Abdala, con su labor polí­tica y militante. Con una estética artesanal, casi casera, discursos y vivencias se entremezclan y determinan una verdad: la crisis que Abdala anunció no sólo en programas televisivos, sino también desde su banca en el Congreso -a la que llegó en 1989 metido en la boleta de la fórmula del salariazo: Menem-Duhalde- o en reuniones con la militancia, estalló con los efectos previstos. “No puede ser que se estén privatizando empresas de servicios públicos como Aerolí­neas Argentinas o los ferrocarriles, que tienen que estar al servicio de la integración del paí­s y no de la acumulación de grandes empresas”, dijo rápidamente desengañado en febrero de 1990, cuando todo el mundo miraba y pensaba para otro lado, incluso la mayorí­a de sus compañeros de boleta. “Acá, el empresariado no tiene vocación de nada. Bajan la persiana y se van a Punta del Este (…) ¿Por qué no se les dan créditos a las pymes, pero sí­ se le facilita el negocio a Bunge y Born?”, aparece diciendo con claridad en otra de las escenas formadoras del documental.

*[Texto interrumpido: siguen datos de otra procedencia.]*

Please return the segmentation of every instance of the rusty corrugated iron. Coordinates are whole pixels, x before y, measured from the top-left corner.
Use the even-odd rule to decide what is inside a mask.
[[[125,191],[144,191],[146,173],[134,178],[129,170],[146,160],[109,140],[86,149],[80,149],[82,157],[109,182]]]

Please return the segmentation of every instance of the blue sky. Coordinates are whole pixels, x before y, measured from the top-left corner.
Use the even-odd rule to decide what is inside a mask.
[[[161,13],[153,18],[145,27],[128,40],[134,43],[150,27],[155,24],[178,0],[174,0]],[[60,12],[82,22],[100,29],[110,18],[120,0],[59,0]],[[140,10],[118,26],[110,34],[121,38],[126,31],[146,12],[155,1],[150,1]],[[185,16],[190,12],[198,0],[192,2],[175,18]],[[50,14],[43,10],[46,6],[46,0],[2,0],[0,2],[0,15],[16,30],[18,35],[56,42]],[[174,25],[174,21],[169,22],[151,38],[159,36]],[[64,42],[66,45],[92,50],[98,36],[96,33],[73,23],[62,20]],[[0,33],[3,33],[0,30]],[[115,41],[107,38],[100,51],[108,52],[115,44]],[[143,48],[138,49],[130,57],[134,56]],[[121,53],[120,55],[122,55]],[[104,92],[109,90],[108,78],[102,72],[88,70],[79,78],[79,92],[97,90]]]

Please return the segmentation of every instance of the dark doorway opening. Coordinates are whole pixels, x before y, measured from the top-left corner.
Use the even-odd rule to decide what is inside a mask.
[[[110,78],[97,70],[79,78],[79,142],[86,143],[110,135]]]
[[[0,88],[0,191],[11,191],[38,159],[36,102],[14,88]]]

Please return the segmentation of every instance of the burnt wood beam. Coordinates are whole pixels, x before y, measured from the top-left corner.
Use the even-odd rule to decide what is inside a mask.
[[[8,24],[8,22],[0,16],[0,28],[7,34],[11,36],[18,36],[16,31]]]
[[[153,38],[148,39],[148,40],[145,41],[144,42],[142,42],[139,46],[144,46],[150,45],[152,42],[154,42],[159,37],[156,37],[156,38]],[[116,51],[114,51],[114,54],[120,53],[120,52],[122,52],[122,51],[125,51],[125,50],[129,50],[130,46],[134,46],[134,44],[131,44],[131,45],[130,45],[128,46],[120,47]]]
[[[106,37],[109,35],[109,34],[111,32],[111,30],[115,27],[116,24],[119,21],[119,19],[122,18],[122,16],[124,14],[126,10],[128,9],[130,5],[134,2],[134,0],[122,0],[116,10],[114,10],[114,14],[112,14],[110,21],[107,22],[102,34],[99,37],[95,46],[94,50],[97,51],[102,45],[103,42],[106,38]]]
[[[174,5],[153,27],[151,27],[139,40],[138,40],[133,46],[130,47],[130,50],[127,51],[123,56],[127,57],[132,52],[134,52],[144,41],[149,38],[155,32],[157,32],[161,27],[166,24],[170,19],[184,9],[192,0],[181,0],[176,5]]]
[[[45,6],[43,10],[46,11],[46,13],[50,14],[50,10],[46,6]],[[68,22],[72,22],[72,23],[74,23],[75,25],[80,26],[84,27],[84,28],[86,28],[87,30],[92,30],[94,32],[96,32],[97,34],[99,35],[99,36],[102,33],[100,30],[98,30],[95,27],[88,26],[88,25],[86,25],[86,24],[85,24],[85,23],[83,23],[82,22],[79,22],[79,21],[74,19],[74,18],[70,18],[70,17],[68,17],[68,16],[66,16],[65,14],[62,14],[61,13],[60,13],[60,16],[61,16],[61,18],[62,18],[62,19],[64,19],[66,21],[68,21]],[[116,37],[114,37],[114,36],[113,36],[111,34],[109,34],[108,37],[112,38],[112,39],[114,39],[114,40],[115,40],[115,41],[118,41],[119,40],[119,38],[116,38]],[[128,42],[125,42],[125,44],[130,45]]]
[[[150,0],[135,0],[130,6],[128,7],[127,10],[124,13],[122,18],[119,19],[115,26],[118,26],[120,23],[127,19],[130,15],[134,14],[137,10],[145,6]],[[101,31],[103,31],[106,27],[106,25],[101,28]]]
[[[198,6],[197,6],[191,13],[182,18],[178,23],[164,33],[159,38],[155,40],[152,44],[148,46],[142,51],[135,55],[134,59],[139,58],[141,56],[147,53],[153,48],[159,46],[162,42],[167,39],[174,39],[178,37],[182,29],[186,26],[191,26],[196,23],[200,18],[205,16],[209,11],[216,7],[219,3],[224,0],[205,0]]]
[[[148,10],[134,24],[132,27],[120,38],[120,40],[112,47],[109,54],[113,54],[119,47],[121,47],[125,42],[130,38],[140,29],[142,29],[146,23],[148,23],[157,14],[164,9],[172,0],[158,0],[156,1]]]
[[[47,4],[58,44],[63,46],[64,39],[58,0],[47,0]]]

En cada punto que se lo tome, desde su reivindicación de la polí­tica social y económica del peronismo previa a al golpe de Estado de 1955, hasta sus diatribas contra los grupos económicos que “con lo único que especulan es con ver de qué manera se apropian del esfuerzo del pueblo”, el desaparecido dirigente justifica el diagnóstico que da su padre Manzur, hincha de Boca y peronista como él, leyendo la necrológica en Página/12: “Un raro ejemplo de coherencia”. El otro eje que motoriza el documental -ganador del concurso “13 documentales para TV sobre la crisis argentina”- enlaza con su pavorosa enfermedad. Su hija Griselda; Marcela Bordenave, su mujer, y Ví­ctor De Gennaro, compañero de lucha, reconstruyen a través de testimonios el optimismo y la dignidad con que Abdala sobrellevó hasta el lí­mite el cáncer que le descubrieron en 1984, tras ser operado de la cintura al lastimarse jugando un partido de fútbol. De Gennaro, apelando a su origen -Santa Teresita- lo compara con el mar: “El era el mar, fuerte e inabarcable”; a Griselda le caen lágrimas cuando cuenta el momento en que descubrió que papá habí­a quedado ciego. “Mi chiquita, dónde estás que no te veo”, dice que dijo, y su mujer recuerda que no habí­a querido decir nada de eso para que ellas no sufrieran. Varias tomas de entrecasa hechas por su mujer registran los últimos momentos de su vida, delgadí­simo y calvo, luego de más de 20 operaciones y del tratamiento de quimioterapia al que se sometió durante el comienzo de los ’90 en Rochester, Estados Unidos. Ese último Abdala que, pese a todo, aflora como un luchador heroico participando del Congreso fundacional de la CTA realizado en noviembre de 1992 en Parque Sarmiento donde, aclamado por una multitud, dio uno de los últimos discursos de su vida en una silla de ruedas: “Seguimos creyendo, pese a todo, que hay un camino para construir”. O soplando velitas por última vez, en febrero de 1993, al momento de cumplir 38 años. “Fue la última vez que hablamos mucho -evoca De Gennaro en el film- y me dijo, entre varias cosas: ‘Quiero que me prometas que no va a haber velorio (…), llega a aparecer una corona de Menem y me muero’.”